While every "Father Knows Best" fan knows that the family lived in the town of Springfield (no specified state, though apparently Midwestern), fewer know the address — 607 South Maple Street. Or that Jim Anderson was manager of General Insurance Co.
"FKB" became so associated with the "typical" American family that in 1959 the U.S. Treasury Department commissioned a special episode to promote its savings-bond drive among churches, schools and civic groups. Titled "24 Hours in Tyrant Land," it depicted the Anderson children attempting to cope with living under a dictatorship. It was never shown on television.
Robert Young won two Emmy awards (in 1957 and 1958) and Jane Wyatt won three (1958, 1959 and 1960) for their roles on the show. The series also garnered a Best Direction Emmy (by Peter Tewksbury) in 1959.
Two "FKB" reunion specials have been aired: "Father Knows Best: The Father Knows Best Reunion" in May 1977 and "Father Knows Best: Home for the Holidays" the following December.
While most sitcoms were filmed with three cameras in front of a studio audience — a practice pioneered by "I Love Lucy" — "FKB" was filmed movie-style, with one camera and no audience.
Thirteen episodes of the series have disappeared, two originals and 11 "flashback" shows. Presumably the distributors decided that flashbacks would not work well in rerun syndication and disposed of them.
In recent years there has been talk of a big-screen "Father Knows Best" movie, but so far it has not gotten beyond talk. Tim Allen has been mentioned for the title role.

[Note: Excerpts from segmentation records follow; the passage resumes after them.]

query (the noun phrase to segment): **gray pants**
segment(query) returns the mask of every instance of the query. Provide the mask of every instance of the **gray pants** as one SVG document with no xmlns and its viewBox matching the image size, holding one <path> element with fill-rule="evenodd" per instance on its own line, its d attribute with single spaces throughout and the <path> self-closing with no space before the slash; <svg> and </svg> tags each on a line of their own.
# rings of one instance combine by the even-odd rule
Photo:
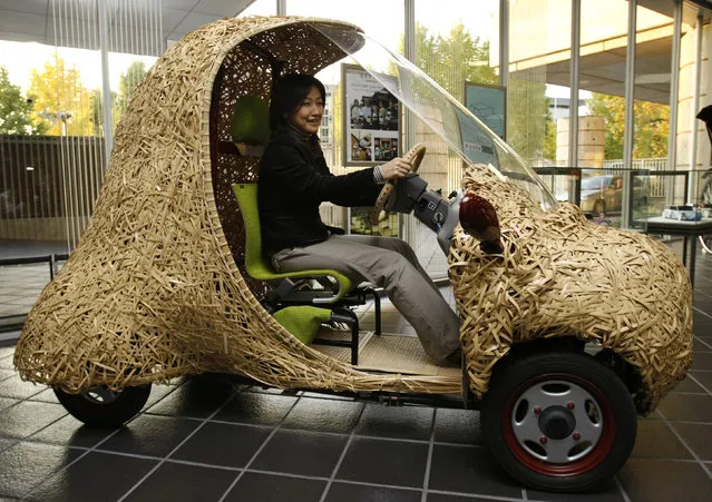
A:
<svg viewBox="0 0 712 502">
<path fill-rule="evenodd" d="M 460 321 L 404 242 L 396 237 L 334 235 L 323 243 L 286 248 L 272 257 L 277 272 L 328 268 L 382 287 L 413 326 L 433 361 L 460 347 Z"/>
</svg>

Young died in 1998 at age 91. Before he moved on to play "Marcus Welby, M.D.," he starred for a year (1961-62) in "Window on Main Street," a conceptually intriguing but unsuccessful sitcom in which a man moves back to his hometown and views the passing scene from a hotel. Ironically, though cast so long in roles as a rock-solid, dependable patriarch, he confessed publicly that for a long time he struggled with alcoholism and depression, which led to a suicide attempt.

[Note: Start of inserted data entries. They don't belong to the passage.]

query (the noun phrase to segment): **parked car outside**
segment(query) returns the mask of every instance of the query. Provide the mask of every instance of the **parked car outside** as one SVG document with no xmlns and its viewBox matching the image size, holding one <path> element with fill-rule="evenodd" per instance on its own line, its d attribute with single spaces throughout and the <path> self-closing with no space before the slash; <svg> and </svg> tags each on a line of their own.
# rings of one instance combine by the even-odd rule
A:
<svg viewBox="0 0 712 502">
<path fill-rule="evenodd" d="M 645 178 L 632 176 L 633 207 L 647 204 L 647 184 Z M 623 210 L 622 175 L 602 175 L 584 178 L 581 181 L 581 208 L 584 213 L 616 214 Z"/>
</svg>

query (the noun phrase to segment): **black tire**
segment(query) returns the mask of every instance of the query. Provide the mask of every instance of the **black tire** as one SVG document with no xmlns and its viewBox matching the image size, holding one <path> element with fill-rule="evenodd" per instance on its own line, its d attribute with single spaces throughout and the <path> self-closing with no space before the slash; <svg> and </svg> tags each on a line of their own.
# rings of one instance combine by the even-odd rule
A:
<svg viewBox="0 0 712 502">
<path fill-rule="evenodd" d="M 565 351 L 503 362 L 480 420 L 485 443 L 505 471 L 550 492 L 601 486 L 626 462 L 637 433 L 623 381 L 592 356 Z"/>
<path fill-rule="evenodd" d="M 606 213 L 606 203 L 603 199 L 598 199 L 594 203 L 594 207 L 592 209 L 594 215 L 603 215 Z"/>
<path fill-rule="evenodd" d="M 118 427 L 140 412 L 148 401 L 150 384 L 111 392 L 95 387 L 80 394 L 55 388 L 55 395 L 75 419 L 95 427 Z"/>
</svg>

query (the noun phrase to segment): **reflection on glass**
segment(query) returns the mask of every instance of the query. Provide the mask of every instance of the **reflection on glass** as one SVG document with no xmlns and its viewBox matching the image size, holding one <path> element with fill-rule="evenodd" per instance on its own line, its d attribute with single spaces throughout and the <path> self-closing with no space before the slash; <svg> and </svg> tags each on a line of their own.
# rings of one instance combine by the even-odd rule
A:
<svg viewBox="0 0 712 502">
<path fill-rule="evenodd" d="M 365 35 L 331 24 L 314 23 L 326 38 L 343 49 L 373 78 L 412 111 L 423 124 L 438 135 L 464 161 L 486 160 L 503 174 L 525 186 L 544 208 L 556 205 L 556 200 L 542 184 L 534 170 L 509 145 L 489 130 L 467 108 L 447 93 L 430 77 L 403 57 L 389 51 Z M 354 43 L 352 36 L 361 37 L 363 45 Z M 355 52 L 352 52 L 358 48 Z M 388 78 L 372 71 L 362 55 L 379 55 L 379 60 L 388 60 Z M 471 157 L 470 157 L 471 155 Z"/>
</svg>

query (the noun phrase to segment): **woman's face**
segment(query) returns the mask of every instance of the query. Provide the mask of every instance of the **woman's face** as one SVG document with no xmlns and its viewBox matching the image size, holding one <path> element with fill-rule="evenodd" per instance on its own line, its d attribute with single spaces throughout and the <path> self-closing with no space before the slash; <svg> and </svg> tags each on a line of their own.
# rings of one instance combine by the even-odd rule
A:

Jane Wyatt, who is 93, went on to act in dozens of television movies, dramas and sitcoms, well into her 80s.
Elinor Donahue, 67, likewise went on to further television success. Her acting resume is one of the longest in television, and includes roles as Tony Randall and then Andy Griffith's girlfriends on their series, as well as "Doctor Quinn, Medicine Woman" and scores of other productions.

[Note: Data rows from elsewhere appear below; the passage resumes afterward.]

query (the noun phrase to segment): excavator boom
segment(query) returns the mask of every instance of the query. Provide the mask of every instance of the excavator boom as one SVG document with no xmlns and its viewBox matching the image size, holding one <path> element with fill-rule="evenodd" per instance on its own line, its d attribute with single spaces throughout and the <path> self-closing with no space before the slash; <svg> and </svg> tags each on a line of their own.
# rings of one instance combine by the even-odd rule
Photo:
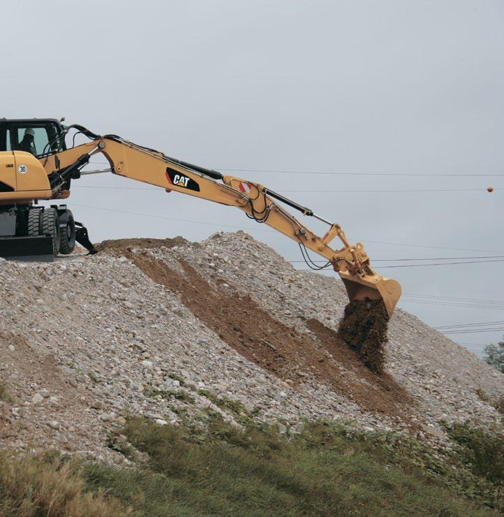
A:
<svg viewBox="0 0 504 517">
<path fill-rule="evenodd" d="M 401 296 L 400 285 L 395 280 L 375 272 L 362 244 L 351 245 L 339 225 L 259 183 L 223 175 L 216 170 L 170 158 L 115 135 L 101 136 L 81 126 L 70 126 L 64 133 L 72 128 L 87 136 L 90 141 L 67 150 L 61 144 L 60 137 L 59 142 L 53 144 L 52 148 L 48 145 L 50 150 L 47 153 L 38 156 L 36 164 L 34 157 L 27 152 L 0 152 L 0 186 L 5 179 L 1 163 L 11 161 L 17 167 L 9 177 L 8 184 L 13 188 L 7 195 L 0 191 L 0 207 L 1 203 L 67 198 L 71 182 L 80 177 L 80 169 L 89 163 L 91 156 L 101 153 L 108 160 L 109 170 L 117 175 L 156 185 L 167 192 L 181 192 L 239 208 L 248 217 L 271 226 L 297 242 L 309 265 L 309 250 L 324 257 L 327 261 L 326 265 L 332 266 L 343 279 L 351 301 L 383 300 L 389 316 L 392 316 Z M 24 164 L 21 162 L 24 160 L 28 163 L 29 159 L 29 177 L 27 173 L 20 170 L 20 166 Z M 15 177 L 22 174 L 24 175 L 22 178 Z M 29 181 L 22 183 L 28 177 Z M 17 188 L 21 184 L 24 185 L 22 190 Z M 319 237 L 302 224 L 283 205 L 323 221 L 328 226 L 327 231 Z M 1 213 L 0 223 L 1 217 Z M 331 243 L 335 239 L 340 241 L 340 245 L 333 247 Z"/>
</svg>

Billy Gray, 66, who had had numerous film roles before "FKB" (most notably in "The Day the Earth Stood Still"), found only a few parts in television and movies afterward, and his acting career languished. In 1998 he settled a libel suit he brought against film critic Leonard Maltin for wrongly labeling him a drug addict and pusher.
Lauren Chapin, 59, did not have an acting career after "FKB." Various sources say her life came apart in the succeeding years, bringing her many troubles, though her own Web site, www.laurenknowsbest.com, does not mention any of it and says she works as an entertainment manager and ordained evangelist.